Mas qual é a origem desse movimento de manifestação da vontade? Nesse aspecto, pode-se afirmar que a legitimidade também é dinâmica, [02] sendo esta a segunda característica da legitimidade. Esse movimento, muito embora seja praticado por um sujeito, tem origem em outro sujeito. Para que a manifestação seja legítima, será necessário, em primeiro lugar, que a lei reconheça a capacidade do sujeito (ativo ou passivo) para atuar. Assim é que o Direito positivo deve contemplar um determinado sujeito com a possibilidade de agir legitimamente.

Além de atender ao aspecto da legalidade, a manifestação do sujeito, para ser legítima, deve ser jurídica, isto é, deve traduzir um resultado consensual e ético.

O consenso é a situação de correspondência entre a manifestação do consentimento e a manifestação da obediência. (BONAVIDES, 2006, p. 121). Ele é o resultado de um procedimento de tomada de decisões, que se inicia com uma negociação, passa pela celebração de um acordo e se encerra com a aceitação das decisões do sujeito e o respeito a elas (em trânsito de se legitimar) por todos os membros de um grupo.

Um ato só será legítimo, nessa esteira, se os destinatários o acatarem, por se identificarem com os fins por ele colimados. O respeito à manifestação deve substituir o medo de descumpri-la, de molde a transformar, por si mesmos, a observância em prêmio e o descumprimento em sanção.

Assim é que, hipoteticamente, uma entidade não será verdadeiramente legítima para representar seus filiados, se estes não a virem como parte do procedimento e do conteúdo das decisões, ainda que a lei diga o contrário.

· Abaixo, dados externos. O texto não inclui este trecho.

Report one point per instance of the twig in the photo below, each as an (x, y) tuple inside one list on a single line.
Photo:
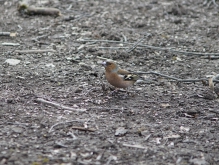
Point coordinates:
[(150, 47), (174, 78), (134, 146), (10, 44), (34, 51), (30, 10), (59, 105), (50, 130), (84, 129), (136, 44), (5, 33), (147, 137)]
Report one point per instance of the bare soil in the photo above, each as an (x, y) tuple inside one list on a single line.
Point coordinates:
[(158, 121)]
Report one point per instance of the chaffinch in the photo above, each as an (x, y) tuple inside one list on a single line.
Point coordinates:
[(117, 77)]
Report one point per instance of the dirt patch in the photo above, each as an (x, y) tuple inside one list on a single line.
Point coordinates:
[(158, 121)]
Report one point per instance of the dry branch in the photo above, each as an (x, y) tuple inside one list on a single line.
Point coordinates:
[(59, 105), (176, 79), (50, 130), (8, 34), (31, 10), (84, 129), (149, 47), (134, 146), (34, 51)]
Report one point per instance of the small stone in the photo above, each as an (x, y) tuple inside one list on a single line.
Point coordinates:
[(12, 61)]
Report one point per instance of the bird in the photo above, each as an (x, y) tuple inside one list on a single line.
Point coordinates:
[(118, 77)]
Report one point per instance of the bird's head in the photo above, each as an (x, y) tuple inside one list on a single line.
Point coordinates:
[(110, 66)]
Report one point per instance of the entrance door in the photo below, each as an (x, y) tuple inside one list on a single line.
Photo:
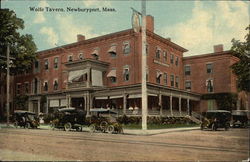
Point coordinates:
[(78, 103)]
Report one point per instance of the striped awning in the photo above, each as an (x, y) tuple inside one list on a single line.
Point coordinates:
[(112, 73)]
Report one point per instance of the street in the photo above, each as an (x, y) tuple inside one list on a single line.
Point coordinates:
[(41, 144)]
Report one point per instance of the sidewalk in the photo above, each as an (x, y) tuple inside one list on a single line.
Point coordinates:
[(125, 131), (157, 131)]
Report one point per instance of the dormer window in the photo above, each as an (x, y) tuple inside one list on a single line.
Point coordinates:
[(126, 47), (55, 85), (158, 53), (95, 54), (112, 75), (112, 50), (46, 64), (45, 86), (70, 58), (158, 77), (80, 56), (126, 73)]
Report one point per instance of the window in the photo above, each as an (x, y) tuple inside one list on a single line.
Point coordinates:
[(113, 79), (209, 68), (46, 64), (80, 56), (112, 50), (188, 85), (126, 48), (55, 85), (165, 56), (56, 62), (147, 49), (171, 58), (165, 78), (176, 81), (126, 73), (45, 86), (177, 61), (187, 70), (26, 86), (70, 58), (209, 85), (172, 80), (158, 53), (18, 88), (36, 64), (158, 77)]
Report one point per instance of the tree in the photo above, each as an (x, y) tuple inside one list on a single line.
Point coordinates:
[(241, 68), (22, 47)]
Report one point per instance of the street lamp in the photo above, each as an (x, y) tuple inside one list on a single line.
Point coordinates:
[(144, 97)]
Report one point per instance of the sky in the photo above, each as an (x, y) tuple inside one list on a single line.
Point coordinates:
[(194, 25)]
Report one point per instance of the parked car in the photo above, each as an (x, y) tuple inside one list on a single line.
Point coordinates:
[(69, 118), (239, 118), (104, 120), (25, 119), (214, 119)]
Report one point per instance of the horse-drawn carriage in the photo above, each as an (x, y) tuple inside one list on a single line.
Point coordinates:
[(101, 120)]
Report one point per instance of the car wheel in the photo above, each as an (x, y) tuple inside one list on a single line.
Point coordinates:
[(110, 129), (214, 128), (79, 129), (15, 124), (67, 126), (227, 127), (104, 126), (202, 126), (27, 125), (92, 128)]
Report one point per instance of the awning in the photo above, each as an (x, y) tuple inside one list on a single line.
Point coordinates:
[(101, 98), (112, 73), (112, 97), (95, 52), (158, 74), (54, 103), (112, 49), (134, 96), (76, 74)]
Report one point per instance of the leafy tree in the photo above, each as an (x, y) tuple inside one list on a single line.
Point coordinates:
[(22, 47), (242, 67)]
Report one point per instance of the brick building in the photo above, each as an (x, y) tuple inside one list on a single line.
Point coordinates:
[(105, 72)]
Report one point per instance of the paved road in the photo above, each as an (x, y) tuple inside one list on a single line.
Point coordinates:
[(28, 144)]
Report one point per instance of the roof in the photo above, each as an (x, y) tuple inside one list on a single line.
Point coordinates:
[(219, 111), (103, 110), (23, 112)]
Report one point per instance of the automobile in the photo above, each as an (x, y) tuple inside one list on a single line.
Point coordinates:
[(214, 119), (25, 119), (68, 119), (239, 119), (104, 120)]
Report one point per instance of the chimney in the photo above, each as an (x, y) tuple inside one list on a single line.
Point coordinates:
[(218, 48), (80, 37), (150, 23)]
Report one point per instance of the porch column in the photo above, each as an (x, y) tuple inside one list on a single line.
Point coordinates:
[(47, 105), (38, 106), (188, 107), (160, 103), (30, 106), (124, 103), (88, 77), (180, 105), (171, 106), (88, 104)]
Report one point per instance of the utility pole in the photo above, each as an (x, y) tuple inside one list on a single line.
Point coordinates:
[(8, 85), (143, 68)]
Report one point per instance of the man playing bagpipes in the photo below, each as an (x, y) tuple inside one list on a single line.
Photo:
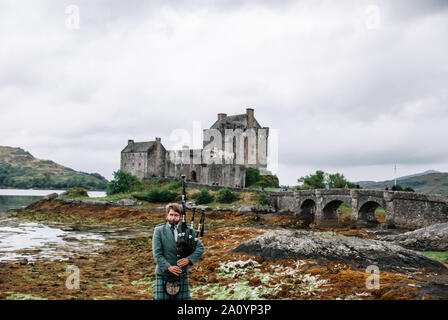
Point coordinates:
[(176, 247)]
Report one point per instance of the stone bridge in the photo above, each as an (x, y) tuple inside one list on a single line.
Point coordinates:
[(403, 209)]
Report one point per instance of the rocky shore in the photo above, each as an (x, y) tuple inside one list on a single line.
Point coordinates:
[(336, 247), (432, 238)]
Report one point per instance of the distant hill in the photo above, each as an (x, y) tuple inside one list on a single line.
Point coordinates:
[(431, 183), (418, 174), (19, 169)]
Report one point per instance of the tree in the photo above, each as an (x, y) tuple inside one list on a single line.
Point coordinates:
[(338, 180), (313, 181), (320, 179), (203, 197)]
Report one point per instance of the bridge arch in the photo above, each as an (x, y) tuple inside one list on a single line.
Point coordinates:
[(330, 210), (368, 212), (307, 210)]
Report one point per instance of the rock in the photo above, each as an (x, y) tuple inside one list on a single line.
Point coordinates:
[(51, 196), (128, 203), (327, 245), (432, 238), (246, 208)]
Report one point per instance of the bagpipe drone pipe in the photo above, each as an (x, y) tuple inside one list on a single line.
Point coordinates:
[(187, 240)]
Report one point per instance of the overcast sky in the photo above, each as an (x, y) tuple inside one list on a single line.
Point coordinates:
[(349, 86)]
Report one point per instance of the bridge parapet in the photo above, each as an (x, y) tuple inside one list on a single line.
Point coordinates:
[(403, 209)]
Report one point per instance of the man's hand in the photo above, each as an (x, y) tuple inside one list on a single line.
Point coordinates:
[(183, 262), (175, 270)]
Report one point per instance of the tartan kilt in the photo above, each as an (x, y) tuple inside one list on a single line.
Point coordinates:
[(160, 293)]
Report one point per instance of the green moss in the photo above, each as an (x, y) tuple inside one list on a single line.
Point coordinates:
[(24, 296), (441, 256)]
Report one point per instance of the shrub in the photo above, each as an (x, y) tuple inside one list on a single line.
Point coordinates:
[(225, 195), (267, 181), (175, 184), (77, 192), (123, 182), (263, 199), (203, 197)]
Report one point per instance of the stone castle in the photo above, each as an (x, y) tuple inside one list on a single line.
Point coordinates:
[(232, 144)]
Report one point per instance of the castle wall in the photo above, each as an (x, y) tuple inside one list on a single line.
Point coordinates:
[(135, 163)]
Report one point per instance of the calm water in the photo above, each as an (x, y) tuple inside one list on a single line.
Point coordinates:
[(16, 198)]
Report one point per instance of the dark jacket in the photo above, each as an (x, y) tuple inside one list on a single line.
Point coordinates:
[(165, 252)]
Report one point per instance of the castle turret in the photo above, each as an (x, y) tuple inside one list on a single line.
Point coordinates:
[(250, 117), (131, 145)]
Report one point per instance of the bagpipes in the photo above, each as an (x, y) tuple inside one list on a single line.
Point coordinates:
[(186, 243)]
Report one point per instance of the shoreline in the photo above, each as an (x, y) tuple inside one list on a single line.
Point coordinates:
[(125, 270)]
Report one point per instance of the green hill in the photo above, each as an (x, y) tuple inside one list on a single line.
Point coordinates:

Há, na História do Brasil, um exemplo real. Durante a ditadura militar, os sindicatos estavam legalizados, mas a serviço da ideologia do regime. Não obstante, os operários organizaram greves e se reuniram para negociar, sem se fazerem representar pela respectiva entidade sindical, como aconteceu no ABC paulista, na década de setenta. É que, muito embora o sindicato da categoria fosse detentor da legitimidade, pela via legal, não a possuía na versão jurídica, porque não havia consenso em torno de suas decisões.

O aspecto jurídico da legitimidade, além do consenso, diz respeito à ética. Sobre essa questão, pede-se vênia para introduzir alguns conceitos necessários à sua exata compreensão.

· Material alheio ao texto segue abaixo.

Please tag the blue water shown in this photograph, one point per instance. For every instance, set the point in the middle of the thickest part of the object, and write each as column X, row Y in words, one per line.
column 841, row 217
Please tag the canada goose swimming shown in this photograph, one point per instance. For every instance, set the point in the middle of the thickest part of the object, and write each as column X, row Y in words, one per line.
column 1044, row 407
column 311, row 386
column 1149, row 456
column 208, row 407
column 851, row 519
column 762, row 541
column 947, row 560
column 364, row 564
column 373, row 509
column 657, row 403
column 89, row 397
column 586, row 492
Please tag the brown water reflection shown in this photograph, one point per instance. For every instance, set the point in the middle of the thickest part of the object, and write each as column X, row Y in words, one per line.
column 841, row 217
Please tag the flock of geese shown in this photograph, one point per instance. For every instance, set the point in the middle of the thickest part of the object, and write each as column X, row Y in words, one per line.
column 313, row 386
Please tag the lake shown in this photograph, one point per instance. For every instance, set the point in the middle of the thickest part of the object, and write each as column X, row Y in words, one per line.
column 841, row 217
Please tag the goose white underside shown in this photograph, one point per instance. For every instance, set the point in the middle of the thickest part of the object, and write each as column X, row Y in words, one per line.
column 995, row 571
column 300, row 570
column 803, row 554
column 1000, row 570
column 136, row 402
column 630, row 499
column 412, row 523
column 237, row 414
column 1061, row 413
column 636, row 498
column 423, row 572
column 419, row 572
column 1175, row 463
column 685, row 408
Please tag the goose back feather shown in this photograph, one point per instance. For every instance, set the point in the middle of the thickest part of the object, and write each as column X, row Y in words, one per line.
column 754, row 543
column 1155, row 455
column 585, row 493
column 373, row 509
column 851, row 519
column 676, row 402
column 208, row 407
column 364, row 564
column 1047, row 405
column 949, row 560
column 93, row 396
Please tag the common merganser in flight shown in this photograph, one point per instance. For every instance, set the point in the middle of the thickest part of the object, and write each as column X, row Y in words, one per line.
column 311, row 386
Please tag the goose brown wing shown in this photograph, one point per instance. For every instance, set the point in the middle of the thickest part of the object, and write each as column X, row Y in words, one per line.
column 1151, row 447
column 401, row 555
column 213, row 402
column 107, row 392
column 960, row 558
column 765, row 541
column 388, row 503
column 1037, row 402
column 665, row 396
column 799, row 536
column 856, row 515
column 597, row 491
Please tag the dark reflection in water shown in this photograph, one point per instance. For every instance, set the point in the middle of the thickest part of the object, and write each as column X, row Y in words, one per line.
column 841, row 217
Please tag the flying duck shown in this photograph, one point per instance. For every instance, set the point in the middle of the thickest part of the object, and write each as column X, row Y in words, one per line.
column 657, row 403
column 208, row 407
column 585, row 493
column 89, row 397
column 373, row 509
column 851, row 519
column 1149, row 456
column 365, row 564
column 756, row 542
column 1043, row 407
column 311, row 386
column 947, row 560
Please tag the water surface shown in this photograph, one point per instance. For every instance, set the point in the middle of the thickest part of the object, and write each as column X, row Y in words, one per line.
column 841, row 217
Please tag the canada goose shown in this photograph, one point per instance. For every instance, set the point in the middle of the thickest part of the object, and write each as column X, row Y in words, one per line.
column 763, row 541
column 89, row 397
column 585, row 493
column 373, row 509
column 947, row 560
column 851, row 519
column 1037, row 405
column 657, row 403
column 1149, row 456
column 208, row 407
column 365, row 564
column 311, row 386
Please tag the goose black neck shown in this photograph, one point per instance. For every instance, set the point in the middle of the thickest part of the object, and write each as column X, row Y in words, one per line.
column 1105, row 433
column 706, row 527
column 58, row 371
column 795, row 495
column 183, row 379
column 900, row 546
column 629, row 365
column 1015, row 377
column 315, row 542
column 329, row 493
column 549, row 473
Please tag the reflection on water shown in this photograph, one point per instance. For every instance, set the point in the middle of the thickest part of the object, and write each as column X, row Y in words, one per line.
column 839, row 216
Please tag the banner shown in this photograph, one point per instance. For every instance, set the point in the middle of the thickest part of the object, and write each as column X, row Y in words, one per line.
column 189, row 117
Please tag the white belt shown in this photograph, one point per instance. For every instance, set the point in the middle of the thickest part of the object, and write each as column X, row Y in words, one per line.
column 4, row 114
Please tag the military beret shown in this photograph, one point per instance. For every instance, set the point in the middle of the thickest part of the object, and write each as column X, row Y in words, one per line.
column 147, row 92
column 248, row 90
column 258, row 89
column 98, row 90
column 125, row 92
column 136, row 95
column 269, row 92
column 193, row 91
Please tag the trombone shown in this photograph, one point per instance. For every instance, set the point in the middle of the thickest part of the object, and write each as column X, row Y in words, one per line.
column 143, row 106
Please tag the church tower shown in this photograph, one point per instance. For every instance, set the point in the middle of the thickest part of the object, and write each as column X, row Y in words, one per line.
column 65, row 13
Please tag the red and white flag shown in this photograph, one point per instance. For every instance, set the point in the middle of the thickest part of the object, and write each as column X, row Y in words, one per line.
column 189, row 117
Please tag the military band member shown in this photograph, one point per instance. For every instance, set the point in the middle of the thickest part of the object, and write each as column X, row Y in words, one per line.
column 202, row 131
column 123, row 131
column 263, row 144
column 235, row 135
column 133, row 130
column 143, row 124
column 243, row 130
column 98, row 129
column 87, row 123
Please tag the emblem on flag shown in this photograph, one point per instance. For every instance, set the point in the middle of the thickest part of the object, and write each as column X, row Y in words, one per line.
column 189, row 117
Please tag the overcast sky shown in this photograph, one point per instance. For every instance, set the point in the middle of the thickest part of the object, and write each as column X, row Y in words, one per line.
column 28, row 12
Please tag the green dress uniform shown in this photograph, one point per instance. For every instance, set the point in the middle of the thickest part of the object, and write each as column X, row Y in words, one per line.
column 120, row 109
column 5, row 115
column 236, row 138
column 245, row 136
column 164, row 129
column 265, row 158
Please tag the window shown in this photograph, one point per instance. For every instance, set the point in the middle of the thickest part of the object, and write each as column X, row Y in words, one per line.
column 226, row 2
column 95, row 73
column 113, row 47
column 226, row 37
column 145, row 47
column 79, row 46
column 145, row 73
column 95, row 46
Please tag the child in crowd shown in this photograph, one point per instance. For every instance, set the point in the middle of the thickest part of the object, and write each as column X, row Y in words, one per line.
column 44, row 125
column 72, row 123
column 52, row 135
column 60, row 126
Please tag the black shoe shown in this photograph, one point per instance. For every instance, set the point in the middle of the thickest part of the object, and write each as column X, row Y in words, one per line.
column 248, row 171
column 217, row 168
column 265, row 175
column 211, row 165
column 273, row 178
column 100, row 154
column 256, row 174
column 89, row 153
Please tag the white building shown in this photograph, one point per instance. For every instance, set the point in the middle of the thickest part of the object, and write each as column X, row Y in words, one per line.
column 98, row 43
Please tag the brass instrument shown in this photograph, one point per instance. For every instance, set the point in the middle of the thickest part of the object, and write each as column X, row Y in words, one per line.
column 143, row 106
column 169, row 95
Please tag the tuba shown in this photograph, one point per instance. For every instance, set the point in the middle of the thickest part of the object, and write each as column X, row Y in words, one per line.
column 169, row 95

Como é cediço, termo é um vocábulo ou locução que denomina conceito, prévia e rigorosamente definido. Assim é que os termos podem ser classificados segundo o sentido que emprestam ao seu objeto, sendo eles unívocos, equívocos e análogos. (TELLES JÚNIOR, 2006).

Unívocos são os termos de um só sentido. Equívocos, os que traduzem sentidos que não se relacionam uns com os outros. Análogos, por sua vez, são os termos que possuem sentidos diversos, mas conexos. Na Língua Portuguesa, v. g., unívoco seria o termo finissecular, que significa fim-de-século. Já o vocábulo manga seria equívoco, posto que pode se referir tanto à fruta quanto à peça do vestuário. Por fim, a palavra história serve de modelo para os termos análogos, porque transpõe a narrativa de fatos, ora reais, ora imaginários.

Legitimidade é um vocábulo análogo. Além do entendimento que lhe empresta a ciência jurídica, há, ainda, outros tantos, mas que não a fazem perder sua essência. Na busca desta, é importante salientar que, morfologicamente, a adjetivação de legitimidade - que é um substantivo feminino – seria legítima(o). Etimologicamente, legítimo é o que se intitula perfeito, autêntico, verdadeiro. (BUENO, 1998, 2870). Ora, para que algo assim o seja, necessária será sua adequação às leis da Física, quanto aos objetos, e às da Ética, em relação aos costumes (aos atos).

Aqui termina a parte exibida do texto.